5月23日(木曜日)。☀☀。きのうはカレシの胸痛でドクターや検査で午前中がつぶれたけど、午後はゆっくりして、カレシが大丈夫だと言うので早めに軽い晩ご飯をして、Arts Clubシーズン最後のミュージカル『MATILDA』のオープニングに出かけて、目いっぱい楽しんで来た。ロアルド・ダールの児童文学のミュージカル化なので、舞台には子役がたくさん、客席にも子供がたくさん。主役のマティルダを演じた女の子は11歳で、これがプロデビューだそうだけど、いやあ、将来が楽しみだなあ、この子図書館のおばさんに、想像の話を聞かせるせりふの長い場面では、思わず話に引き込まれるくらいの熱演で大喝采。歌も踊りも演技もうまくて、こりゃすごいとうなってしまった。

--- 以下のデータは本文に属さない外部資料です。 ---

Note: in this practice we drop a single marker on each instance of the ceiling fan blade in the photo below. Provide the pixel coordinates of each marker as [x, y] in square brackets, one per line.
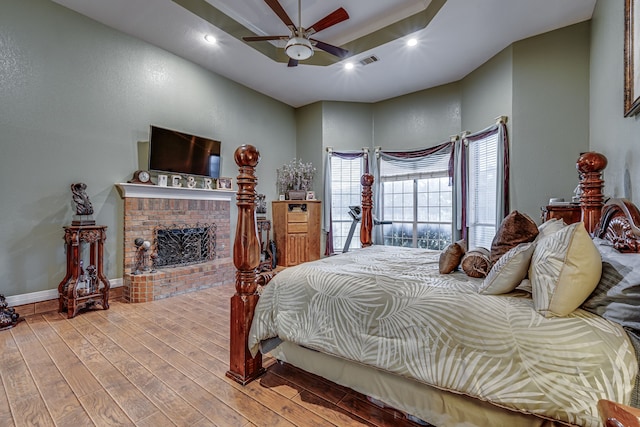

ワタシの脚本の先生であるキャシーも9歳の娘のエマを連れて来ていて、この子がまた大人に紹介されると握手しながらはきはきと挨拶。ものおじしないけど、おませなところもなくて、話しかけられると落ち着いて受け答えするから、Arts Clubのスポンサーや後援者を開拓する部門の部長として忙しい中でもキャシー(と夫氏)はこんな賢い子育てをしているんだと、ワタシは感心しっぱなし。今どきは子供に対人マナーや社会のルールをきちんと教えられないで、自己中の野生児のように振る舞っても「子供なんだからしょうがない」と開き直る親が増えている感じだけど、そういう親はきっと自分たち自身がきちんとした社交性を身に着けないで育ってしまったんだなと思わざるを得ない情景だったな。

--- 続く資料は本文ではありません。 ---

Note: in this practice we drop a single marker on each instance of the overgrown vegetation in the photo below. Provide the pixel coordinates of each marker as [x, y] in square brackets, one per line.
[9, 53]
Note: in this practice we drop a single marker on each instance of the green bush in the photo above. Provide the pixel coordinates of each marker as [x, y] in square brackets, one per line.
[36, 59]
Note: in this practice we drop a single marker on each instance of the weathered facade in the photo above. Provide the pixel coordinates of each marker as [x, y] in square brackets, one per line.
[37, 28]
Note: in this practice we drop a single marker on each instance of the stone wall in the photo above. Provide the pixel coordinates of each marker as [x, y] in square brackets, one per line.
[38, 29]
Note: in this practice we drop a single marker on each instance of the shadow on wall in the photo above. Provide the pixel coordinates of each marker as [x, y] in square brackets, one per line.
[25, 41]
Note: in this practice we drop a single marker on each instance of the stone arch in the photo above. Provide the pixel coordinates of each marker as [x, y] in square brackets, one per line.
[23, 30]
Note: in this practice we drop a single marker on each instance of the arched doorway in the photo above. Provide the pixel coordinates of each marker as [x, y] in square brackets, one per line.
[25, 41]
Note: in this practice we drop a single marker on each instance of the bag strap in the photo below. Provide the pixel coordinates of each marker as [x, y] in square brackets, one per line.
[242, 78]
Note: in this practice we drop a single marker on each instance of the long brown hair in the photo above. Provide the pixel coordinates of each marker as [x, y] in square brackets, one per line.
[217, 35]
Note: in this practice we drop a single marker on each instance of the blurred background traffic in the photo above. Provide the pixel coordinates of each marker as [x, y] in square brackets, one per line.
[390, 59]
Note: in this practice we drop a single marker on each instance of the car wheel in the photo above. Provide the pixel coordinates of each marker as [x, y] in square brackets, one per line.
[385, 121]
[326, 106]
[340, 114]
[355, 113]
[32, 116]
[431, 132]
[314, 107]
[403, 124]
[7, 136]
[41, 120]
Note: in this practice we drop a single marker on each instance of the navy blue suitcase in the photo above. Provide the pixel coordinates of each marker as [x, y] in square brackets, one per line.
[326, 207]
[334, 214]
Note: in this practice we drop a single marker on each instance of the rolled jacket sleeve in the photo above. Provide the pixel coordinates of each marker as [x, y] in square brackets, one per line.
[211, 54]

ワタシは自分で子供を育てた経験がないので、子育てに関して意見を持つ立場にはないかもしれないし、何か言うと思い通りにならない子育てに奮闘しているママさんたちから猛反撃を食らうだろうけど、やっぱり子供は親の後ろ姿を見て育つというのは本当なんだと思う。子育て観には文化的、宗教的な違いもあるだろうけど、育てたように育つというよりも、むしろ親自身が育って来たように育つんじゃないかな。まあ、親が自分の育てられ方に疑問を持って、自分の子供はまったく逆の育て方をすることもあるだろうけど、それを実行するにはものすごい労力と気力と能力が必要だろうな。みんなやたらと忙しい現代では難しい課題かもしれないけど、あんがい人類の子育ては基本的には何十万年も変わっていないのかもしれないと思うところもあるな。
もし子供がいたらどんな子に育ったかなあと、ときたま思ってもみたけど、この年になって自分が歩いて来た人生を振り返ると、子供を授けてもらえなかったのは、神さまがそれがワタシには最善であると思し召してくれたからだという気がする。